Джинн вздохнул. Нет, не зря он не доверял могуществу Хоттабыча. Вполне возможно, что, несмотря на всю его, Хоттабыча, кажущуюся современность, его могущество устарело и протухло от долгого хранения в банке кувшина. На минуту Джинну даже захотелось посмотреть, нет ли на дне сосуда срока годности, как это бывает с консервами.
Для оправдания паузы Джинн налег на еду.
«Надо послать этого мага к едрене фене, толку от него все равно никакого нет — одни разговоры и неприятности. А без царских обедов я как-нибудь проживу, — подумал Джинн, — только все обратно пусть вернет».
— Послушай, Хоттабыч, — насколько мог вежливо и дружелюбно проговорил Джинн. — Ты правильно угадал, я действительно собирался просить, чтобы ты вернул все на свои места.
— Ты хочешь обратно свое жилище? Но посмотри — я нарочно сохранил твою комнату без изменении. Ты можешь жить в ней, пока не привыкнешь к остальной части дома. Не беспокойся о его содержании — эти люди будут прислуживать тебе вечно. И никто никогда больше не будет пытаться у тебя его отнять.
Соблазн был велик. Но Джинн представил себе, что будут думать все его друзья, родители или знакомые и незнакомые люди. Вряд ли эту волшебную квартиру когда-нибудь можно будет продать или поменять на что-нибудь другое — БТИ отменить не под силу никакому Хоттабычу.
— Знаешь, давай сделаем так. Я с удовольствием принимаю твой подарок, но только пока пусть все останется, как было раньше. А когда мне понадобится все в таком виде — я тебе скажу. Можно?
— Как знаешь. Будь по-твоему. Но дозволь нам хотя бы закончить трапезу к разговор. Все станет прежним, когда я уйду, ладно?
— Конечно, вопросов нет. Ну и этого бандита — тоже. Ну, в смысле обратно. Он вообще теперь будет образцовым гражданином.
— Я же сказал тебе — это невозможно.

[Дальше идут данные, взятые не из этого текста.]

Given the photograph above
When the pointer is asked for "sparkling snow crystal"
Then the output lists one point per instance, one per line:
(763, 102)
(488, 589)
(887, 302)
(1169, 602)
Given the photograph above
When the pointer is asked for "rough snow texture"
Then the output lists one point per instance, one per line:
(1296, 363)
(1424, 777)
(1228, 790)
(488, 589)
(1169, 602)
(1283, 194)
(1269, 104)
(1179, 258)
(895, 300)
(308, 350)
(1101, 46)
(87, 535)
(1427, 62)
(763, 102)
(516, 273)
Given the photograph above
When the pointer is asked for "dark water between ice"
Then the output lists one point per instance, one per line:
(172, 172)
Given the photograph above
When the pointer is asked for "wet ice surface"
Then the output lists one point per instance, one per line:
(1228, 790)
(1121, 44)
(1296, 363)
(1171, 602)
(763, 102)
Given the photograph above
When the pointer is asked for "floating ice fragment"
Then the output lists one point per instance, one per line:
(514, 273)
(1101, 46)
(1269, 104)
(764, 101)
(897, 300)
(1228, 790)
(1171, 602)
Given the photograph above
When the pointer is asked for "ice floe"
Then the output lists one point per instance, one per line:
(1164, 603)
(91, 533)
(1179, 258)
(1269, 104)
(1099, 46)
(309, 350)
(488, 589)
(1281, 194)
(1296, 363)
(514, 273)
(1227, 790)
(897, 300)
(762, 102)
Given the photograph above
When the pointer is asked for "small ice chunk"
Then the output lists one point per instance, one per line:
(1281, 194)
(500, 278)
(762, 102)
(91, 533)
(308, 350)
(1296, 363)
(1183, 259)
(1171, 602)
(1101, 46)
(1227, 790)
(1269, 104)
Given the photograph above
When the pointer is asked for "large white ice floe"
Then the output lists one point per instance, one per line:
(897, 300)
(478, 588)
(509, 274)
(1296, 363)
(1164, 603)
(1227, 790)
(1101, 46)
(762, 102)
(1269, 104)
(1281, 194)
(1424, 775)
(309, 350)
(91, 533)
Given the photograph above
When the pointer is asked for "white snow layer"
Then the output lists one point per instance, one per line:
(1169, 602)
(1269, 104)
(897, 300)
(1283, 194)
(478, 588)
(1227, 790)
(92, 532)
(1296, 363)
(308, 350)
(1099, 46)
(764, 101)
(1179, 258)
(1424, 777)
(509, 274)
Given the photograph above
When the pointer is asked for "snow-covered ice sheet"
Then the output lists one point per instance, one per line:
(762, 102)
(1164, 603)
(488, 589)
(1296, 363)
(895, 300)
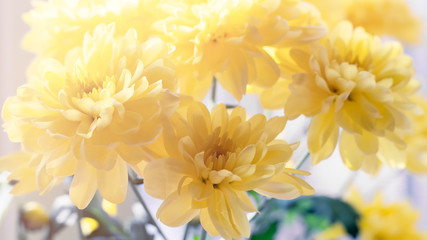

Особенно теперь.
— Почему «особенно теперь»?
— Потому что его удел быть едой и очиститься через нечистоты.
— Я не понимаю, — сказал Джинн, отказываясь верить в свои смутные догадки.
— Животному этого рода, — продолжал уклоняться Хоттабыч, — да быть украшением пира.
Джинн почувствовал в горле тошноту и выплюнул на тарелку полупережеванный кусок говядины.
— Ты что, хочешь сказать, что это… он? — Джинн пальцем показал на тушу, несколько вкусных кусков которой уже расхищались соками его желудка.
— А что тебя беспокоит? — как ни в чем ни бывало поинтересовался Хоттабыч. — Ты же знаешь, что многие животные были когда-то людьми. Не волнуйся, в этом мясе нет ничего человеческого. Настоящая говядина. Насыщайся.